3. Number of experts used to establish the ground truth for the test set and the qualifications of those experts:
- Not applicable in the typical sense for this product. For a quality control material, the "ground truth" for its performance is typically established through reference methods, certified reference materials, and rigorous internal validation processes by qualified laboratory personnel, not expert clinical consensus on patient data. The "value assignment process" mentioned is how the expected values for the control are determined.
4. Adjudication method for the test set:
- Not applicable. Adjudication methods are typically used when there's ambiguity in clinical interpretations or diagnostic outcomes. For a quality control material, performance is evaluated against predefined statistical limits and comparative analysis to a predicate.
5. If a multi reader multi case (MRMC) comparative effectiveness study was done, If so, what was the effect size of how much human readers improve with AI vs without AI assistance:
- No. This is not an AI-powered diagnostic device, and therefore, an MRMC study or evaluation of human reader improvement with AI assistance is entirely irrelevant and not performed.

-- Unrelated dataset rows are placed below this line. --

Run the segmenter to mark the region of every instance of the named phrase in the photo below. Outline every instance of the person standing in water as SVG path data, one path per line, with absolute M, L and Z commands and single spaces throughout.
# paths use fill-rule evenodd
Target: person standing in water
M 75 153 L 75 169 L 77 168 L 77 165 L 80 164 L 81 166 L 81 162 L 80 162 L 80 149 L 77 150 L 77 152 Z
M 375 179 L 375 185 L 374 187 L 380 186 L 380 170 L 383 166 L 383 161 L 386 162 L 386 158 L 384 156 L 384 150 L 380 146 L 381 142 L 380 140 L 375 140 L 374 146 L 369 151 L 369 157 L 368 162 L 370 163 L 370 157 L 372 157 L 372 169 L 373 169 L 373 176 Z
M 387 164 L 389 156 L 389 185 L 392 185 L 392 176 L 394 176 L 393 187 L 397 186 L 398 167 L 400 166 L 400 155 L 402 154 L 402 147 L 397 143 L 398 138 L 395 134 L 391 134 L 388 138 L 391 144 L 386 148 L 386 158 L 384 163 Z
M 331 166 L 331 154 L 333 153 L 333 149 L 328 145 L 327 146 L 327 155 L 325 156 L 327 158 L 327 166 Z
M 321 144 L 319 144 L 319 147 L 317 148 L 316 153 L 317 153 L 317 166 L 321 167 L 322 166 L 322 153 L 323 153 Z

6. If a standalone (i.e. algorithm only without human-in-the-loop performance) was done:
- Not applicable. This is a physical control material, not an algorithm.
7. The type of ground truth used:
- For the Precinorm and Precipath® RF Controls themselves: The "ground truth" (or target values) for the control material's analytes would be established through a "value assignment process" referenced in the description. This process involves "comparison to an analyte specific (and chemistry specific) calibrator." This implies a traceability to reference standards or highly characterized reference materials.
- For proving substantial equivalence: The predicate device's established performance and intended use serve as a comparative "ground truth."
8. The sample size for the training set:
- Not applicable. This product does not involve machine learning algorithms that require a training set.
9. How the ground truth for the training set was established:
- Not applicable. No training set is used.